Some things look good enough to eat. I have always loved snow. As a winter baby, it is probably inherent to my nature. The best birthday present I can think of is a snow storm. Or at least a dusting. As a kid, I often sat with my elbows on my bedroom windowsill watching snow fall outside. At night it looked like a stage set – three large elm trees (sadly, all long gone due to Dutch Elm disease) converged on a corner to create a large canopy. Under the blanket of quiet, snowflakes fell in the blue light that reflected off the snow on the ground. Under the yellow cone of light cast by a street lamp, everything was clearly visible. It was a combination of cool and warm, being inside and looking out at the blue and yellow and white. It is something I have always found mesmerizing. Watching snow fall at night is magical.
As is snow under the brightest sun of a sunny winter’s day. Snow is ethereal. It is white, a non-colour, and it is soft and quiet and cold. It is temporal, here only for as long as the temperature dictates. And it is fickle, morphing between a solid state and a liquid one (and sometimes a solid frozen one).

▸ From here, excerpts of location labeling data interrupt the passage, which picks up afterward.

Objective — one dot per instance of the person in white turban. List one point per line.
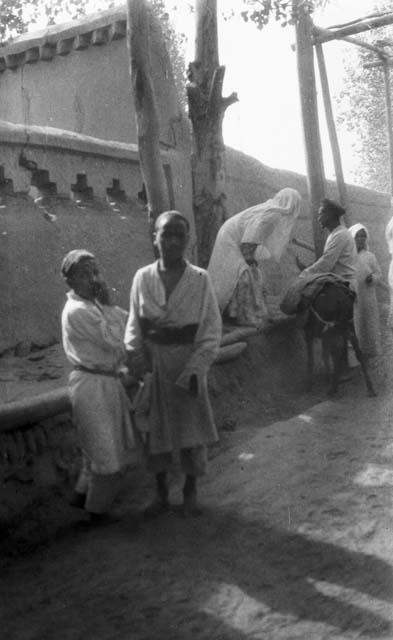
(93, 332)
(368, 275)
(260, 232)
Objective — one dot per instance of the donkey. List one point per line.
(329, 316)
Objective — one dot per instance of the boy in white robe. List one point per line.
(93, 334)
(174, 330)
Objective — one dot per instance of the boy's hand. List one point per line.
(193, 388)
(300, 265)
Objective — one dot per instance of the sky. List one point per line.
(261, 69)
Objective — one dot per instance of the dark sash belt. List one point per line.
(169, 335)
(100, 372)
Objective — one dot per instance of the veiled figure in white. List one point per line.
(244, 240)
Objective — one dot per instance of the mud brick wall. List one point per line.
(249, 182)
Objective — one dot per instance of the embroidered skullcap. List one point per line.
(73, 258)
(356, 228)
(334, 207)
(173, 213)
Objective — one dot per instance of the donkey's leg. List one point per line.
(310, 361)
(355, 344)
(337, 343)
(326, 356)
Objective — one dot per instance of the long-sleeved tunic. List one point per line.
(366, 313)
(339, 257)
(180, 336)
(93, 337)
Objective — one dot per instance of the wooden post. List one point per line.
(341, 187)
(147, 117)
(309, 110)
(388, 102)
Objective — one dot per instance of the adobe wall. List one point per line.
(70, 191)
(76, 76)
(249, 182)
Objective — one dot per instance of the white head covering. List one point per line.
(389, 235)
(272, 222)
(356, 228)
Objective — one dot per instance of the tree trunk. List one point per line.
(206, 110)
(147, 118)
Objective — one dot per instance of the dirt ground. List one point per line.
(295, 540)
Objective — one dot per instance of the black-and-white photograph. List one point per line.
(196, 320)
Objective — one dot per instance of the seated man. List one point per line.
(339, 253)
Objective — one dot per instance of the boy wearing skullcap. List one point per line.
(93, 332)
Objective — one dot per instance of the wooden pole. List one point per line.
(309, 111)
(359, 27)
(147, 117)
(321, 34)
(388, 102)
(341, 186)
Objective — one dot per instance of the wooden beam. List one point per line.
(341, 187)
(146, 110)
(321, 34)
(309, 109)
(357, 20)
(388, 103)
(358, 27)
(378, 63)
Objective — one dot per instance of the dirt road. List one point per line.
(296, 541)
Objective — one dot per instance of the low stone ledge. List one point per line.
(22, 413)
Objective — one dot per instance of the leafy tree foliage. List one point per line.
(361, 110)
(261, 12)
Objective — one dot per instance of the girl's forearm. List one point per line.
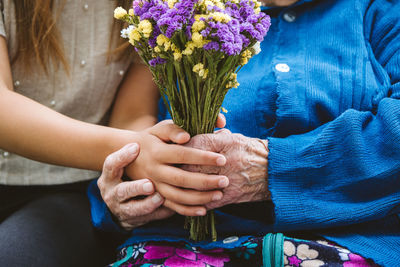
(34, 131)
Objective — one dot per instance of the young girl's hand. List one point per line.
(185, 192)
(121, 197)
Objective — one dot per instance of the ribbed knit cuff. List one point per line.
(102, 218)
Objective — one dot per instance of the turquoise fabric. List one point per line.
(273, 250)
(333, 126)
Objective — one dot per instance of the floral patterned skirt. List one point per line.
(297, 252)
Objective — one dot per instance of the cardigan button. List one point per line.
(230, 239)
(282, 67)
(289, 16)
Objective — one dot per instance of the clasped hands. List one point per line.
(172, 173)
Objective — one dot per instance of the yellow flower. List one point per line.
(198, 26)
(245, 57)
(197, 38)
(145, 27)
(171, 3)
(189, 48)
(161, 39)
(221, 17)
(119, 13)
(177, 56)
(134, 36)
(198, 67)
(198, 17)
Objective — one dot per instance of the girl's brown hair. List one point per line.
(39, 40)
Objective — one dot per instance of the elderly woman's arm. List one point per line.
(348, 170)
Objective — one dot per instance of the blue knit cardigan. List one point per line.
(325, 92)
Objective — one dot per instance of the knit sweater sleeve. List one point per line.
(348, 170)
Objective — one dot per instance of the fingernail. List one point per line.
(221, 161)
(217, 196)
(156, 198)
(132, 148)
(223, 182)
(182, 136)
(201, 212)
(148, 187)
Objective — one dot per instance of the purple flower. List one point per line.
(211, 46)
(157, 61)
(174, 19)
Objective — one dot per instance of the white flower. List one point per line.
(256, 48)
(137, 249)
(301, 255)
(125, 32)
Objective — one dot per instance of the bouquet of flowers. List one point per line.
(194, 49)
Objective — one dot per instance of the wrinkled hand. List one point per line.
(185, 192)
(120, 195)
(246, 166)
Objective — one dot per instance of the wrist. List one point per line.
(260, 163)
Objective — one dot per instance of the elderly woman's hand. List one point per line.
(246, 166)
(121, 196)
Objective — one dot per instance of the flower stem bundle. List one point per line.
(194, 49)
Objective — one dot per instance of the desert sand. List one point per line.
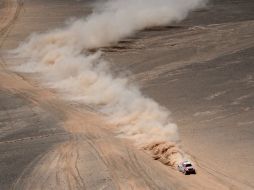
(201, 69)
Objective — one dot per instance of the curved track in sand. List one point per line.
(87, 154)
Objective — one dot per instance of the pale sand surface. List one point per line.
(203, 74)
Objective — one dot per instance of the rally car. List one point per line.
(186, 167)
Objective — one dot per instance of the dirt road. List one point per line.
(48, 143)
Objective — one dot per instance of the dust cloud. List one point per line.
(63, 61)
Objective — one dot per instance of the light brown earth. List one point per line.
(203, 74)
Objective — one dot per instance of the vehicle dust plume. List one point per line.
(62, 59)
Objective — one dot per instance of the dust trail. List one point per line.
(62, 59)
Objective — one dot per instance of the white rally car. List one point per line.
(186, 167)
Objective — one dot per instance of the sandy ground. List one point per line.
(201, 69)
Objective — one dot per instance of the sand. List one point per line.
(201, 69)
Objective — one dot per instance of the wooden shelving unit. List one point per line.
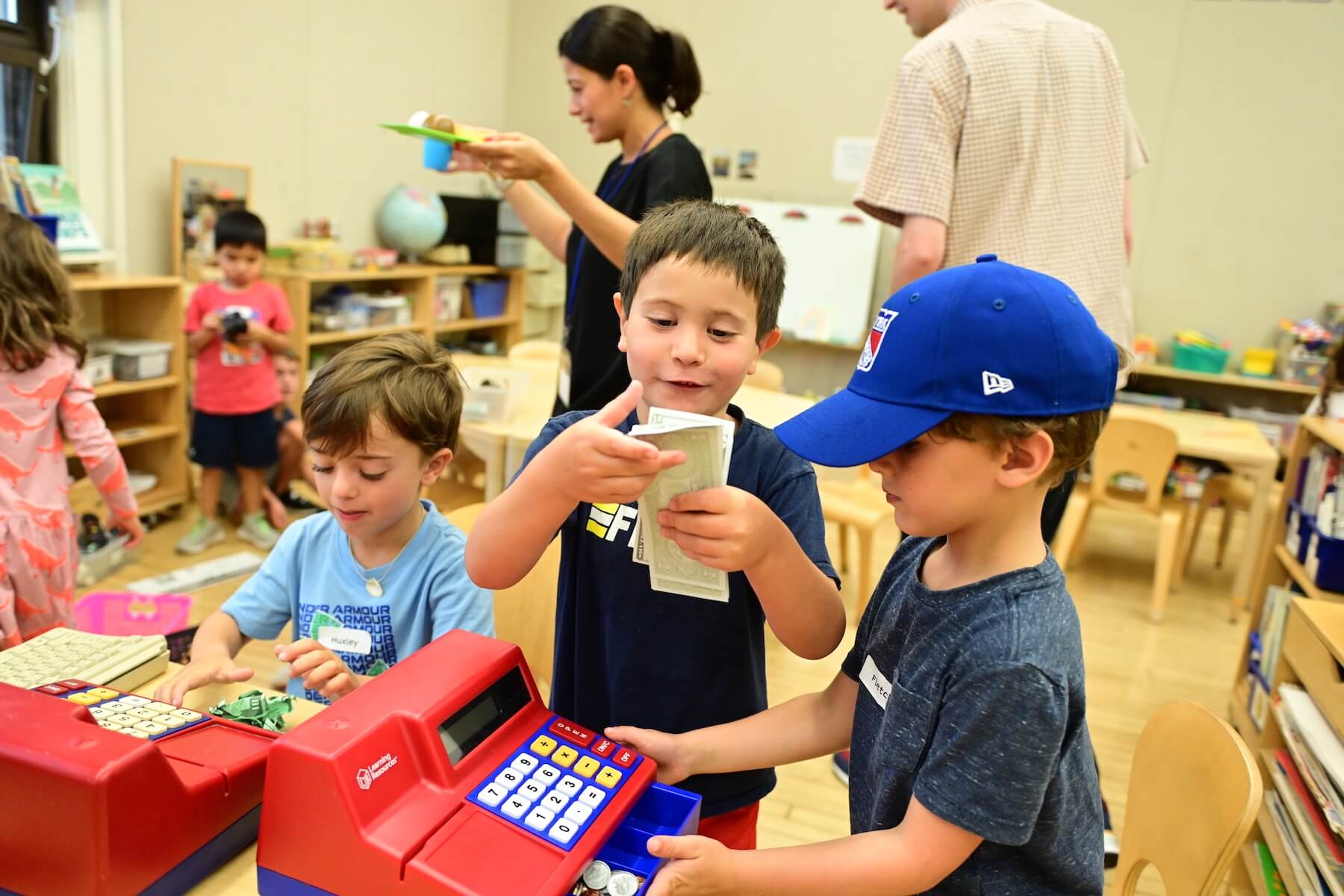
(414, 281)
(1313, 642)
(148, 418)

Something about snow makes one want to eat it. Taste it, the way a dog sticks his tongue into a snow bank for a quick sample, leaving a tiny depression behind as the only evidence. Or the way a kid will lean her head back and open her mouth to allow some flakes to land on her lips. Snow looks delicious. A fresh mountain of fluffy snow makes you want to dip a spoon in a take a big bite.
And while you may not actually do that (well, unless you live way out in the countryside where the air is clean), it’s something to dream about.